STASIRATTE
Sozialismus. Ganz einfach also. Was Marx und Lenin einst erdachten, verfolgte uns vom Kindergarten an. Diese Thesen, verwoben mit den Heldentaten von Lenin, wurden unseren Köpfen bei jeder Gelegenheit eingehämmert. Seltsamerweise passten sie in jeden Unterricht, wenn ein linientreuer Lehrer es so wollte.
Kurioserweise wurde diese Einstellung von einigen Verbohrten sogar bei Heiratsanzeigen nachgefragt. So konnte man dann lesen: „Mann, 40, blond, 1,70, NR, NT mit m.-l. WA, sucht Partnerin, Haarfarbe egal, bis Mitte 30, NR und m.-l. WA.“
Und nun sollte es offenbar meine Aufgabe sein, Elemente mit falscher Weltanschauung aufzuspüren.
„Hm, tja, das ist ja ein ziemlich umfassendes Thema“, begann ich umständlich und tat so, als müsste ich angestrengt nachdenken.
Dabei war alles so erschreckend banal. Es passierte genau so, wie wir es uns immer ausgemalt hatten. Der Spitzel, vondem niemand weiß, dass er einer ist, gibt willkürliche Informationen an die Stasi weiter. Er kann die Wahrheit berichten, die Tatsachen verdrehen, Geschichten erfinden. Ganz nach Sympathie für die nachgefragten Personen. Die Verratenen können sich nicht wehren, nichts richtigstellen, sich nicht verteidigen. Man kann nur vermuten, wer ein Zuträger ist, und hoffen, dass man nicht selbst zum Ziel des Aushorchens wird.

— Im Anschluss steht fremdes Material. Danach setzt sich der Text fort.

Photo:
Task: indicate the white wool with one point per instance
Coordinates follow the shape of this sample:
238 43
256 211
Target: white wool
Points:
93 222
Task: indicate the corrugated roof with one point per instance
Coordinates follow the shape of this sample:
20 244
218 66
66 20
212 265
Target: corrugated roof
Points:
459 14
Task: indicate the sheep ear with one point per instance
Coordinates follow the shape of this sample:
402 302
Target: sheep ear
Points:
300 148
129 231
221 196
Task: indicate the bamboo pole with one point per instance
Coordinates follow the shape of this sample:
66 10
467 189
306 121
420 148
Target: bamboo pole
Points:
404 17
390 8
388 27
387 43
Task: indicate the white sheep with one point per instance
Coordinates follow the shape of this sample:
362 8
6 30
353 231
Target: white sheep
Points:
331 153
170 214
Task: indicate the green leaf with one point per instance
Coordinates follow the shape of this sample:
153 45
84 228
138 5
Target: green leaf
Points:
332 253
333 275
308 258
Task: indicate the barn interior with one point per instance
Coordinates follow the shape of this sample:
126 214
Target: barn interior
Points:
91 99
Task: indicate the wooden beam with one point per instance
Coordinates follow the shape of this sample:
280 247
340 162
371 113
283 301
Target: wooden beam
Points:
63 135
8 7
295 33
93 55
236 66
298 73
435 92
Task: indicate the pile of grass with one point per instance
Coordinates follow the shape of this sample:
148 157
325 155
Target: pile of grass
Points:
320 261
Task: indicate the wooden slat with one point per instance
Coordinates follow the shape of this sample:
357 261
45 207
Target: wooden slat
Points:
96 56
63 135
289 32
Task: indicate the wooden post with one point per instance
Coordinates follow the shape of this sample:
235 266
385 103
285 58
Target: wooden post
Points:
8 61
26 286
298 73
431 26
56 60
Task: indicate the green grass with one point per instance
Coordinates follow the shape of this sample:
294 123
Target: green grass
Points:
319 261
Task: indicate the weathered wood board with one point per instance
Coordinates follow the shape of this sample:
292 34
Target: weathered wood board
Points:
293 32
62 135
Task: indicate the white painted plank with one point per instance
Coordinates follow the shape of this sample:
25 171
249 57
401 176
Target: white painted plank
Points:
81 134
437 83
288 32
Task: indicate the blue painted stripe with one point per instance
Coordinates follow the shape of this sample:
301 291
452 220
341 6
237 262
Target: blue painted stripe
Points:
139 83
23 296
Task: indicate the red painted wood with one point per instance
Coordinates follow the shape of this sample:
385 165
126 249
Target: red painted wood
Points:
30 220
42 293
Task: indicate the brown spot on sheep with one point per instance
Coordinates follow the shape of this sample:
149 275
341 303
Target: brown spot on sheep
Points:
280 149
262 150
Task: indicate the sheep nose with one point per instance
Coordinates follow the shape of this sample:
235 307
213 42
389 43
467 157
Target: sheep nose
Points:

Bevor diese Gedanken ernste Zweifel an meinem Entschluss aufkommen ließen, hörte ich Micha in die Stille sagen, dass ich doch mit einem der Barmänner anfangen könnte: „Wie lebt er, was macht er im Urlaub, ist er mit seiner Arbeit zufrieden? Schreib doch einfach mal deine Einschätzung auf“, bat er mich.
Ich versuchte, meine Fassung zu behalten, indem ich eine Weile das leere Blatt anstarrte. Ich sah kurz auf, Micha wartete, und senkte den Blick wieder in Richtung Papier. Irgendetwas musste ich jetzt machen, irgendetwas, das meine wütende Energie ableitete. Vielleicht den Daumennagel in das Holztischchen krallen, sodass es Micha nicht sehen konnte. Oder die Zähne ganz fest aufeinanderbeißen. Doch dann könnte er sehen, wie meine Kieferknochen arbeiteten. Ich entschied mich dafür, meine Absätze in den Teppich zu bohren, so fest es nur ging. Es dauerte etwa zehn Sekunden, dann hatte diese kleine Aktion dafür gesorgt, dass Micha mir nichts anmerkte und der Teppichboden eine Delle hatte.
Ich war also ohne Umwege im Denunziantentum angekommen. Beinahe wünschte ich mir, die Übergabe von Rauschmitteln oder Geldkoffern beobachtet zu haben. Stattdessen saß ich jetzt hier und musste erleben, wie ich rasant vom hohen Ross des Spezialagenten zum elenden Schnüffler im Bekanntenkreis mutierte.
Micha wartete und ich grübelte, um Zeit zu gewinnen. Ich dachte an Paul und seine Geschäfte, an die Kristallbar und dasGeld, das dort zu verdienen war. Wenn ich jetzt ablehnte und alles wieder rückgängig machen wollte, was wäre dann? Würden sie dann bei Paul genauer hinsehen oder mich zurückversetzen in den Bankettsaal? Ich schwitzte und trank noch mehr Kaffee.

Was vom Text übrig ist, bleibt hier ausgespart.